Pas de remise en cause du droit à l'IVG

Publié le par ferc cgt 66


Pas de remise en cause du droit à l’IVG

La Cgt appelle à défendre le droit des femmes

Dans toute la France, les droits des femmes sont menacés par la multiplication des fermetures des centres d’IVG (Interruptions Volontaires de Grossesse) sous prétexte de restructurations dans le cadre du démantèlement planifié de l’Hôpital Public ( pour répondre à des objectifs économiques.) La loi Veil-Pelletier, a imposé, grâce à la lutte des femmes, il y a trente ans (30 novembre 1979), la création d’une structure dédiée à l’IVG, avec des locaux et du personnel, dans les hôpitaux publics.

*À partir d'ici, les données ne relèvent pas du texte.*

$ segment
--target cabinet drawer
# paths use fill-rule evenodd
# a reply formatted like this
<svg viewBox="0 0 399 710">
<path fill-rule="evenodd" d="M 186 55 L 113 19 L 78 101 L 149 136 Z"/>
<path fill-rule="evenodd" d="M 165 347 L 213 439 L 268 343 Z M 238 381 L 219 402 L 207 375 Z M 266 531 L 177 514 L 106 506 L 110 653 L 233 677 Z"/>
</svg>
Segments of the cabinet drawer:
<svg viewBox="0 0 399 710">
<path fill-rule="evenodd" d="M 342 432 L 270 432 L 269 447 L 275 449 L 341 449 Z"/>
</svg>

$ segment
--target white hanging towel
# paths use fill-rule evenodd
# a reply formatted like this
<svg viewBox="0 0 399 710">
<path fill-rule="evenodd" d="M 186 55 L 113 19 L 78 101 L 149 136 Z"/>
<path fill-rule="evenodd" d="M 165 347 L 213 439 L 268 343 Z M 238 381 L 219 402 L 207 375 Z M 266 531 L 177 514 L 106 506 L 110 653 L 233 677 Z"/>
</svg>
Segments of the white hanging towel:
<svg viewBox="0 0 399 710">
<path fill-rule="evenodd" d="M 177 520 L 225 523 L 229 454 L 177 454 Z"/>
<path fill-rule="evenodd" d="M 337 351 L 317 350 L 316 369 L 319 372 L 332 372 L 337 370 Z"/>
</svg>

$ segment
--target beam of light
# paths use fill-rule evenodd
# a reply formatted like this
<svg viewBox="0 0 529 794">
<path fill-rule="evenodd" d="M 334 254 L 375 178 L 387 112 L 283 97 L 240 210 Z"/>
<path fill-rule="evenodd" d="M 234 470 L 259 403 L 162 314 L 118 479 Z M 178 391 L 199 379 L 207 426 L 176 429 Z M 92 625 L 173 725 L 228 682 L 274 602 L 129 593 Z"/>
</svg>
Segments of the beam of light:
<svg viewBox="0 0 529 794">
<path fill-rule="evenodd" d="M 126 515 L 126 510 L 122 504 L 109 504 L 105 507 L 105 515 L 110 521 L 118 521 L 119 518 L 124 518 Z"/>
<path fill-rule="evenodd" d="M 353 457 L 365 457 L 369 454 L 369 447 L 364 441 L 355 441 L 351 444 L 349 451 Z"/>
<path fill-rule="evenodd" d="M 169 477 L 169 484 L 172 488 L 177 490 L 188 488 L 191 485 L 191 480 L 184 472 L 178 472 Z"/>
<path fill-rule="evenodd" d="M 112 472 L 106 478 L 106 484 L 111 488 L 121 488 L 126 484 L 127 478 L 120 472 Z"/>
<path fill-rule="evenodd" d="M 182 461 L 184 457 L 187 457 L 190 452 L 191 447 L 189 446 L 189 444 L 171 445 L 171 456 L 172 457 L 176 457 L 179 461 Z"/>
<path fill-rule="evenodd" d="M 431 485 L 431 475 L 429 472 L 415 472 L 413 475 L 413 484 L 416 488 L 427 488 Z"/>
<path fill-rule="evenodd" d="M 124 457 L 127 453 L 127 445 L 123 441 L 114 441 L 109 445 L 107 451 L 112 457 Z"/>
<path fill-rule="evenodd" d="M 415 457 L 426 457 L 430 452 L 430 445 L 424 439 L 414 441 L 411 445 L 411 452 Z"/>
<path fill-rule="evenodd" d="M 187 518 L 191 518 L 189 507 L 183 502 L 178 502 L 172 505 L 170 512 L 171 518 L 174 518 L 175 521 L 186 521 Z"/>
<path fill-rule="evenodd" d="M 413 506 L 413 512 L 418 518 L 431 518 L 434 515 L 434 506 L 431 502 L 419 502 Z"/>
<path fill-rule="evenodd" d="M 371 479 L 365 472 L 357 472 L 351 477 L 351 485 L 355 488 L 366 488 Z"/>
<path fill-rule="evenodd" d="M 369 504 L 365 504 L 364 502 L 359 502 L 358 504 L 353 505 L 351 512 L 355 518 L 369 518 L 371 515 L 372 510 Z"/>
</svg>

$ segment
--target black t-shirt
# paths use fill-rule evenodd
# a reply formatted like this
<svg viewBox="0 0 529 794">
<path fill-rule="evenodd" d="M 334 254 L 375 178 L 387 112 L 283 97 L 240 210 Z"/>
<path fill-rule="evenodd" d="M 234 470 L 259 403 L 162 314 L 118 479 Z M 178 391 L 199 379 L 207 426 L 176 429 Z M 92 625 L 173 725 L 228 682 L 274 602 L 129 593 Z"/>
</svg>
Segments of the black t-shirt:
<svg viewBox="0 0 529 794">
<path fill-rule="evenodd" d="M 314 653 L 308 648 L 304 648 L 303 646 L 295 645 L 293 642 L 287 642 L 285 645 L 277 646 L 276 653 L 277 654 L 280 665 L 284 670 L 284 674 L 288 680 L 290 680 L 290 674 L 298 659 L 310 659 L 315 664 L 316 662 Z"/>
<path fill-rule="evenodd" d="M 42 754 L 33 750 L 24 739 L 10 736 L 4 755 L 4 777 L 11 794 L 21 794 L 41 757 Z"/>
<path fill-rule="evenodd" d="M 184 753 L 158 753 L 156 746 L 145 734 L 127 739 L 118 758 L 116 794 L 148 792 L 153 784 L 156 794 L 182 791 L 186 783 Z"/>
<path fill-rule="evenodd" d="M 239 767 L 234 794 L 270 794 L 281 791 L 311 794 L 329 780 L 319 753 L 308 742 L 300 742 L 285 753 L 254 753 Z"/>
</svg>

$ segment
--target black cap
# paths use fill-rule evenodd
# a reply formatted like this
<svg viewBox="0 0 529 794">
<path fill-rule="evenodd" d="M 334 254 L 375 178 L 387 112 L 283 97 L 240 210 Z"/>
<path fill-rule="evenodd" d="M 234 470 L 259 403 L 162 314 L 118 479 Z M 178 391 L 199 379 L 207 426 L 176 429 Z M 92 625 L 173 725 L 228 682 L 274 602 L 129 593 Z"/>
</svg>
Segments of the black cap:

La direction des Hôpitaux de l’Assistance Publique de Paris a déjà fermé 3 centres Jean Rostand, Broussais, Tenon et s’apprête à fermer celui de l’hôpital Avicenne (Bobigny). Il s’agit de noyer cette activité dans les services de gynécologie-obstétrique, alors que depuis 1987, la moitié des maternités françaises ont été fermées, et avec elles, leur activité IVG !

Cela risque notamment d’allonger considérablement les délais de recours à l’IVG qui sont déjà de 3 semaines dans la région parisienne et de compliquer les démarches, au détriment de la santé des femmes concernées. D’autre part le report sur le secteur privé de cette activité ne garantit plus l’accès de toutes les femmes à ce service, en particulier pour les plus défavorisées : pratique des dépassements d’honoraires, refus parfois de prendre en charge les mineures ou les étrangères sans papiers, désengagement de cette activité jugée peu rentable….

La CGT refuse cette atteinte grave aux droits des femmes et demande le maintien des structures existantes et la création d’autres structures dédiées à l’IVG dans les hôpitaux où elles n’existent pas, pour une véritable égalité d’accès pour toutes, comme l’exige la loi.

Pour les droits des femmes, pour le droit à l’avortement, pour la défense de l’hôpital public, comme ce fut le cas à Lyon, et comme c’est le cas à Paris avec l’occupation du centre de Tenon, la CGT appelle les salarié-es à participer aux luttes pour la défense et le maintien de l’offre de soin en matière d’IVG à l’hôpital public partout en France.